Photo courtesy of: Jesse Johnson-USA TODAY Sports
When the Twins entered the season, expectations were low and fans and analysts thought that if the Twins could find a way to stay around .500 for the majority of the season, it would be a successful year. Many around the organization and media were looking toward the future due to the immensely talented farm system the team had assembled. As a result, the team was not very active this past off-season. The front office made cheaper and shorter-term moves, assembling stopgaps on the roster until the next wave of talented prospects becomes ready to take over full time in the majors.

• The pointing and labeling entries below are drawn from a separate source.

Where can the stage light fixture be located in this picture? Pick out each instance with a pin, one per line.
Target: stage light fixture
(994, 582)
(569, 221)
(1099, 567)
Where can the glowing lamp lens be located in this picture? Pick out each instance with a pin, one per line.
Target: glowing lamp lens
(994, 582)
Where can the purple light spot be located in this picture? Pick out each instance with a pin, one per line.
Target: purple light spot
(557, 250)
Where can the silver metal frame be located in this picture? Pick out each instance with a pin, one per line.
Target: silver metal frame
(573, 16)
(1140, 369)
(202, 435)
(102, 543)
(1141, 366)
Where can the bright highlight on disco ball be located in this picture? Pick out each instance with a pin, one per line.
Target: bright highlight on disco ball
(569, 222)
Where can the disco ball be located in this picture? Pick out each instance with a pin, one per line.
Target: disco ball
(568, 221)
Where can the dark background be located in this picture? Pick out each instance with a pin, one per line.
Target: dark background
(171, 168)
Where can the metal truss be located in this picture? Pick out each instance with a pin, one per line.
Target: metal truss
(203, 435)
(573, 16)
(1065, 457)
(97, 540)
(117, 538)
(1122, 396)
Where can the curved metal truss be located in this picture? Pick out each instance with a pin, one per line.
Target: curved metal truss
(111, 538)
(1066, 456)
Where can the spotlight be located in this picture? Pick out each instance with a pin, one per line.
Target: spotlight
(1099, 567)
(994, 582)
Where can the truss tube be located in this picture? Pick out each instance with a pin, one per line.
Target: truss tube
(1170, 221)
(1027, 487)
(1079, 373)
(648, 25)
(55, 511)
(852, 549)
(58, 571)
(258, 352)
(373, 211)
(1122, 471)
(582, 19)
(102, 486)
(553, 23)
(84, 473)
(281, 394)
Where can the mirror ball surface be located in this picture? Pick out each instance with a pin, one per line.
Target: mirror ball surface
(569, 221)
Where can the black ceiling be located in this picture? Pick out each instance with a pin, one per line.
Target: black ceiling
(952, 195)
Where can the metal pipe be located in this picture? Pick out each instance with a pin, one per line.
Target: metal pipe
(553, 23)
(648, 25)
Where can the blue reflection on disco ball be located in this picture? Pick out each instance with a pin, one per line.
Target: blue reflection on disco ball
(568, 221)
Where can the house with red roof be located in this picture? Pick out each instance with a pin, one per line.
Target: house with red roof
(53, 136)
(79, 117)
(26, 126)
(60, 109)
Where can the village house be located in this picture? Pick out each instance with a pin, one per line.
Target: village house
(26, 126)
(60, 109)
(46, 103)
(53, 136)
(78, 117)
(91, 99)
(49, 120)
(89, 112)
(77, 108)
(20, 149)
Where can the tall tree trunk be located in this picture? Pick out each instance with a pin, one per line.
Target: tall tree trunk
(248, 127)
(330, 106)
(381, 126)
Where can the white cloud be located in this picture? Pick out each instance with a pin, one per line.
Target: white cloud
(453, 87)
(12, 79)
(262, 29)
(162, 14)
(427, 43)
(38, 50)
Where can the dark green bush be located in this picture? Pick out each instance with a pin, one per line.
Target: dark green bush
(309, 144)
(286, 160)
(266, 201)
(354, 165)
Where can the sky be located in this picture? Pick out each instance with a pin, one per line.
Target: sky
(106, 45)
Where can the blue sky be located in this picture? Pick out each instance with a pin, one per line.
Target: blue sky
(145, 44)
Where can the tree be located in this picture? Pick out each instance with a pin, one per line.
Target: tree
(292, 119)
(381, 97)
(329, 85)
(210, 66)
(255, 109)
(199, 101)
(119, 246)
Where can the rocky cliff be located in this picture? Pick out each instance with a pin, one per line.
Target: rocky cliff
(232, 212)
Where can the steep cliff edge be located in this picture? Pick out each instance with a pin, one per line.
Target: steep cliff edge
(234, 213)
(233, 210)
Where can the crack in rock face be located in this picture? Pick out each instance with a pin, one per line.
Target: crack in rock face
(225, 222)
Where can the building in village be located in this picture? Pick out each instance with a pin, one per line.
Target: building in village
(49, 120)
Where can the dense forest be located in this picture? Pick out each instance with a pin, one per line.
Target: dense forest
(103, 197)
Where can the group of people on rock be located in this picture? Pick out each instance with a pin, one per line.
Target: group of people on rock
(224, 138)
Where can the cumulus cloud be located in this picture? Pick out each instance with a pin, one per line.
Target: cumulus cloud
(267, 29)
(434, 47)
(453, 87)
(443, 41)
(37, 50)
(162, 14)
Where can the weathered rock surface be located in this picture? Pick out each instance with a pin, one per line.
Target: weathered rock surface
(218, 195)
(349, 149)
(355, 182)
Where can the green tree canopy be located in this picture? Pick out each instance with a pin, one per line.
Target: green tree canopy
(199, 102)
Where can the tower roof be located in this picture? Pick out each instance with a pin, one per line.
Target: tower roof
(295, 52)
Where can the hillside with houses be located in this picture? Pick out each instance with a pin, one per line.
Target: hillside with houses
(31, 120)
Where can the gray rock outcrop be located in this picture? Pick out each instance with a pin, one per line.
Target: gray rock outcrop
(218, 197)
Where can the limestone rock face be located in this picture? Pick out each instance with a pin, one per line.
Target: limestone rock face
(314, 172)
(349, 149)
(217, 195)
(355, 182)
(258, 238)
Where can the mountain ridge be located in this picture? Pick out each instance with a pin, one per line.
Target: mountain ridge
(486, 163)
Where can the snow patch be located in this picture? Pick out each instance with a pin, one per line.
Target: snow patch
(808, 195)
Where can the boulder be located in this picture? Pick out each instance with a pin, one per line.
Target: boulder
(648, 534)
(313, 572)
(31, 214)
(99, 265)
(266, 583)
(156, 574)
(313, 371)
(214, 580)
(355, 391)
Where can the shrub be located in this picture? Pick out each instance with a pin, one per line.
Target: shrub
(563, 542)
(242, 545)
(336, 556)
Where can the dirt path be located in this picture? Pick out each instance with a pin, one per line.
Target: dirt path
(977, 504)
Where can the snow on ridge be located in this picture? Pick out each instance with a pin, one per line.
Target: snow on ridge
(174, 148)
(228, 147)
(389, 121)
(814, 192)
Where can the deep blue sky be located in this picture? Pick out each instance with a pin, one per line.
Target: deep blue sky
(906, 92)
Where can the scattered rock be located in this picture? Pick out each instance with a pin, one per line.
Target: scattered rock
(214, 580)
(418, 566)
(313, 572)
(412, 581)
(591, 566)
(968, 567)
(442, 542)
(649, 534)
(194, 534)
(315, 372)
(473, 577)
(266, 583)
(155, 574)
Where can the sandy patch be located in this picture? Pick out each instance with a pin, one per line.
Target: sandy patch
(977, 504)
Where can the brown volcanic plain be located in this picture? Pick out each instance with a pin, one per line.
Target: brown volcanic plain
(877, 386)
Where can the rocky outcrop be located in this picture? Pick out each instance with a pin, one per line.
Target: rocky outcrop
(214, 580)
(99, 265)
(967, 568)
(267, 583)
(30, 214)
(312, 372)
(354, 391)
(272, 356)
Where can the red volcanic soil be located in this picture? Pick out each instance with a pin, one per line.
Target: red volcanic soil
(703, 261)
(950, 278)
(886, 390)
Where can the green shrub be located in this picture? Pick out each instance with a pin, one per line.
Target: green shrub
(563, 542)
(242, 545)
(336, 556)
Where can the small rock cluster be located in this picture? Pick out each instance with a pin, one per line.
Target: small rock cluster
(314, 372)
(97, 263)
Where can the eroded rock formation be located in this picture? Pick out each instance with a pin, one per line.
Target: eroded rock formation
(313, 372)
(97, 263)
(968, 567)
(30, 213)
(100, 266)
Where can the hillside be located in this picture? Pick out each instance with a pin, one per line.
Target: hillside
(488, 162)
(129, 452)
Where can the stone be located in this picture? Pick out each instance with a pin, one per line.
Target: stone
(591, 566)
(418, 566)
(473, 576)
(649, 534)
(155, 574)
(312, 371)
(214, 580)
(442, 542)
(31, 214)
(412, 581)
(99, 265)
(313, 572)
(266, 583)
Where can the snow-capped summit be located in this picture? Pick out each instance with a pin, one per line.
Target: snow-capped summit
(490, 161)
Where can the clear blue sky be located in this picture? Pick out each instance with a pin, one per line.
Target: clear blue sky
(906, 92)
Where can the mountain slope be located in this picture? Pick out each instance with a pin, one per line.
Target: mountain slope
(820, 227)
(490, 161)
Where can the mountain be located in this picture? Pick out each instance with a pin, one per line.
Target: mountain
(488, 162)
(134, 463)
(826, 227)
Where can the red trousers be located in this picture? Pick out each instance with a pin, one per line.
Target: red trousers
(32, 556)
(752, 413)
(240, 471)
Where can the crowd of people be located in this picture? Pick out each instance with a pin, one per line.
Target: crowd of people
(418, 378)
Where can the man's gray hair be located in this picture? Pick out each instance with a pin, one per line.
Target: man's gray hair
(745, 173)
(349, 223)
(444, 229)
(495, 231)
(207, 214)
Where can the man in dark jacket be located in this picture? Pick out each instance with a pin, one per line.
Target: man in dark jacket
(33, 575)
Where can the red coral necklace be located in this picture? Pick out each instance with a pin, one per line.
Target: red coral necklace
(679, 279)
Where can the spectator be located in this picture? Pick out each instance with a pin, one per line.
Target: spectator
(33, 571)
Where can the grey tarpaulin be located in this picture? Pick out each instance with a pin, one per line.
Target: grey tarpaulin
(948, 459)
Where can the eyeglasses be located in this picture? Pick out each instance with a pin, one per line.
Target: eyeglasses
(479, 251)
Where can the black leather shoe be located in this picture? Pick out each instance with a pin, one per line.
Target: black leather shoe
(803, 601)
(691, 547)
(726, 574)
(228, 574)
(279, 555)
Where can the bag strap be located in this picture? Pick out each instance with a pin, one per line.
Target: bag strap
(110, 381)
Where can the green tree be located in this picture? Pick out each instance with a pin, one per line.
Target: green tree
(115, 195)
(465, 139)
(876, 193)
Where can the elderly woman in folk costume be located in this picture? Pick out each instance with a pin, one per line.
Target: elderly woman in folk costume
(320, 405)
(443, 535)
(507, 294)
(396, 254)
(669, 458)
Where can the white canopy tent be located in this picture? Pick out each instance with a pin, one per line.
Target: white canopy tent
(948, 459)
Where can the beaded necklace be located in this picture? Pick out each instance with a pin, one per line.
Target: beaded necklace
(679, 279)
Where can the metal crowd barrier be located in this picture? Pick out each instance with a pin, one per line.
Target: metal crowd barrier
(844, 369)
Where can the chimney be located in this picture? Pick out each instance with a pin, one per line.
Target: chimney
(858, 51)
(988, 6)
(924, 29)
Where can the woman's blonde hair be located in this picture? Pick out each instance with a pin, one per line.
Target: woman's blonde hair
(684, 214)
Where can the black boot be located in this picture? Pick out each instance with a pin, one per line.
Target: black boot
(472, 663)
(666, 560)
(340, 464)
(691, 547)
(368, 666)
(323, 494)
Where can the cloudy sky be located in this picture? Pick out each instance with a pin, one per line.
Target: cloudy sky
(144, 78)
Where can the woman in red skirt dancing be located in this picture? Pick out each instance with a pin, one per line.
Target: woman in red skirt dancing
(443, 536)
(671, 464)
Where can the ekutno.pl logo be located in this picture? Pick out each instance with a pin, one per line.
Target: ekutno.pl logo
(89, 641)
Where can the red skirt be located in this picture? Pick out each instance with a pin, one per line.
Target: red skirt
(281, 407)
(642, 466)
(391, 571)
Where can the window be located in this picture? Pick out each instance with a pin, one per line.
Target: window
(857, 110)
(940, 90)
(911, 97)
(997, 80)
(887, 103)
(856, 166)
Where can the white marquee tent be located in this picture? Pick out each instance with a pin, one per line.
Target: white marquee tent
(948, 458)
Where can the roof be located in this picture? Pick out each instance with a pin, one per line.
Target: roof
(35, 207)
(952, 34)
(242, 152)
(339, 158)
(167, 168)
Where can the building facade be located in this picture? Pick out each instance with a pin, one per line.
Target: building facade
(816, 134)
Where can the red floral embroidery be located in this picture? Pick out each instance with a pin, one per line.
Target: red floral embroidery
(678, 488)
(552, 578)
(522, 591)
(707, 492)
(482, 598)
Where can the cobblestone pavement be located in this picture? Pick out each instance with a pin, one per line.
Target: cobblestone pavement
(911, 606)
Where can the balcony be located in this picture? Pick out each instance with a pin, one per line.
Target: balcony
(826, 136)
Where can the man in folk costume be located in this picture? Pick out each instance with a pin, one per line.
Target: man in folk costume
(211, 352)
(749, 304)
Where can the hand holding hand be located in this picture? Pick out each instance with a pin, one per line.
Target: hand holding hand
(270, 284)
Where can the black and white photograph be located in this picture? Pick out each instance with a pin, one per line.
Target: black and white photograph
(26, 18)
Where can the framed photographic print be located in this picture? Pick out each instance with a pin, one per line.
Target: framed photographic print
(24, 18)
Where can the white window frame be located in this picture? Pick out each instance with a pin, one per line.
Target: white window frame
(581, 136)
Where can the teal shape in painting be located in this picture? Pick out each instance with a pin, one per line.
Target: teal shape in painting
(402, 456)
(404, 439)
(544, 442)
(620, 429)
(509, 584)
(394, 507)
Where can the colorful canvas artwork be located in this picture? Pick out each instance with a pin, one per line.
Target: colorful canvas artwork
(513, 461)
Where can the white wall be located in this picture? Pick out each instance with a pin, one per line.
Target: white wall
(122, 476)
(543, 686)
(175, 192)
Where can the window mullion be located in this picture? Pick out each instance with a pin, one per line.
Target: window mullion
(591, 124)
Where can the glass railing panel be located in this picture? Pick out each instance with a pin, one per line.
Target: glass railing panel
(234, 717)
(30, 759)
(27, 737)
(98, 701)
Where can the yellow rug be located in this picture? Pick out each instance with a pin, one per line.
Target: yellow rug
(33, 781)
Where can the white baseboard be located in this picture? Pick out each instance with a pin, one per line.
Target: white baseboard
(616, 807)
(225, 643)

The fact that some of these stopgap moves have worked out and the team is suddenly approaching contention should not alter the strategy and plans under which this team has operated. The Twins have assembled a talented farm system by trading away big league pieces for prospects, making great international signings and drafting solid high school and college players. Now that the pieces are beginning to fall into place in the minors, the Twins must now play the waiting game for these prospects to mature and make it to the majors. Once that vision materializes, it is expected that the Twins will, yet again, become perennial contenders. Why would the Twins jeopardize that vision and progress for a team teetering on being simply relevant?
Typically, trade deadline deals are made for teams who believe they are one player or one trade away from becoming a legitimate playoff or World Series threat. As they are currently constructed, the Twins are not one player or one trade away from that unless that trade is historically lopsided. Even so, a trade that would make the Twins “instant contenders” would certainly cost their entire farm system, leaving the team bare in the future and setting themselves up for future failure and mediocrity. Thus, becoming buyers at the trade deadline makes little sense for the Twins.
If the Twins were to rattle off a run where they win 30 out of 40 games—or something similarly impressive—the temptation will be for the team to add another piece to solidify this team; in my opinion, if the team goes on a run of that caliber, I’d rather stand pat with the guys assembled and see what happens while waiting for even more improvement once the talented prospects contribute. If the team is good enough to get themselves in contention via a long winning streak, they’d be good enough to go to battle with in the playoffs where—I believe—the Twins would still be huge underdogs because of their lack of starting pitching depth; one player or trade cannot and will not alter that perception.
Standing pat and not selling out the future for a minimal post-season run is how a team can become a perennial contender. By not sacrificing the future and operating with the model “what is best for the franchise long-term”, a team can continue to compete without relying on free agency or trades to supplement its talent; the team would essentially become self-sufficient like the St. Louis Cardinals. They, despite losing Albert Pujols and other stars before him, have remained a perennial contender and legitimate threat at winning a championship year in and year out because they remain committed to not sacrificing the future for the present.
While it may take restraint by the Twins’ front office, the team must resist the urge to make a deadline trade to improve a team that is not constructed to win a championship. Winning championships is the ultimate goal in professional sports, not simply contending. If the Twins become buyers at the deadline and sacrifice their future in the process, they will never reach that ultimate goal.